When the legislature tried to cut off those funds, the courts intervened. Basically, lawmakers were mixing apples and oranges with their cuts.

Revised Code

Ohio Revised Code Section 3701.034, a prohibition on "nontherapeutic abortions," stopped funding programs that had nothing to do with abortions. It targeted preventative programs under the "Violence Against Women Act," "Breast and Cervical Cancer Mortality Prevention Act," and others.
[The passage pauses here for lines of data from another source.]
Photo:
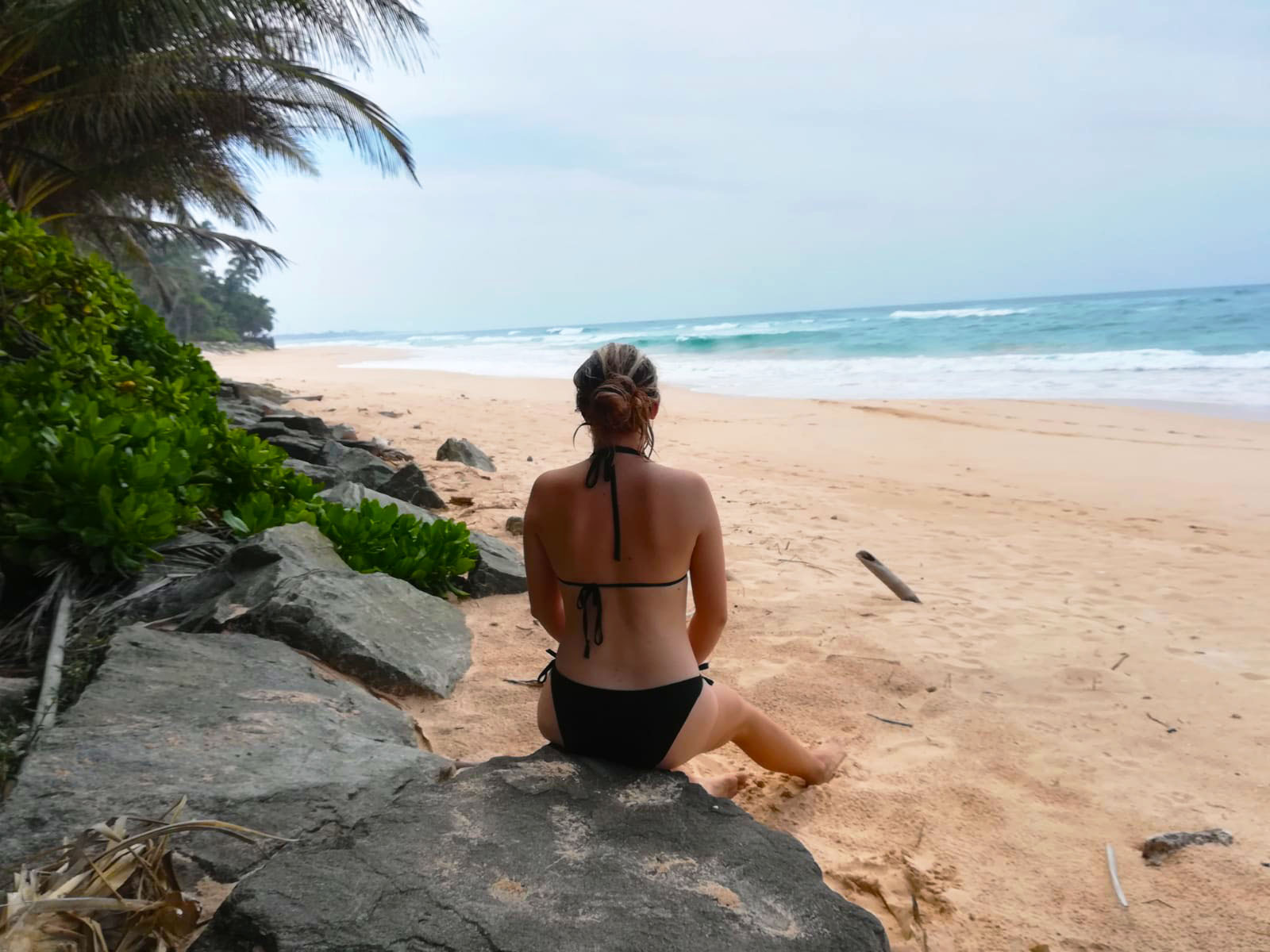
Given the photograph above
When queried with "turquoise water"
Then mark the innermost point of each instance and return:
(1193, 346)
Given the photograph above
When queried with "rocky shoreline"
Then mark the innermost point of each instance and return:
(251, 689)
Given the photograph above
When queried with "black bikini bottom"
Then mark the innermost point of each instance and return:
(634, 727)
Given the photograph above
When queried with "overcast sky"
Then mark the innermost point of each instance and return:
(586, 162)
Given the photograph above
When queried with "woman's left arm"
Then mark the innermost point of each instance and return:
(546, 605)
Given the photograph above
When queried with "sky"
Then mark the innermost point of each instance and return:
(584, 163)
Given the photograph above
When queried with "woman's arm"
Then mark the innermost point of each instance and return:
(545, 601)
(709, 579)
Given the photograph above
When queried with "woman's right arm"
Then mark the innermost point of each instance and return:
(545, 601)
(709, 578)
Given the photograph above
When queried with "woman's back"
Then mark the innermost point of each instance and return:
(641, 638)
(610, 549)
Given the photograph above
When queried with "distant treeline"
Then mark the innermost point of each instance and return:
(196, 301)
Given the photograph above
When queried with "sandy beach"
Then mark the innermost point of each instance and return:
(1091, 577)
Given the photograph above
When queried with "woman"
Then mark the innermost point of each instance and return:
(611, 545)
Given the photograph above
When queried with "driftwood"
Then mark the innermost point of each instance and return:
(1115, 880)
(46, 708)
(887, 720)
(887, 577)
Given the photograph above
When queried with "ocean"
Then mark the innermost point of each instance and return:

It specifically sought to "ensure that all funds" were not used for "nontherapeutic abortions." That meant abortion clinics would not get any money, even if they provided the preventative services.

A trial judge said the state could not do that. The Sixth Circuit agreed, rejecting Ohio's claim that the law advanced the government's interest in promoting life and preferring childbirth over abortion.

"Precluding plaintiffs from funding under the six federal preventive-health programs that have nothing to do with abortion does little to promote these interests," Judge Helene White wrote for the unanimous panel.

Continuing Battles

While the appeals court was ending the battle in one abortion case, the American Civil Liberties Union was starting another one in the same circuit.

In Kentucky, the ACLU has sued to undo a ban on "dilation and evacuation." Anti-abortion activists call the second-trimester surgery "dismemberment abortion."

Alabama, Arkansas, Kansas, Oklahoma, and Texas have passed similar bans on the practice, but the courts have struck them down.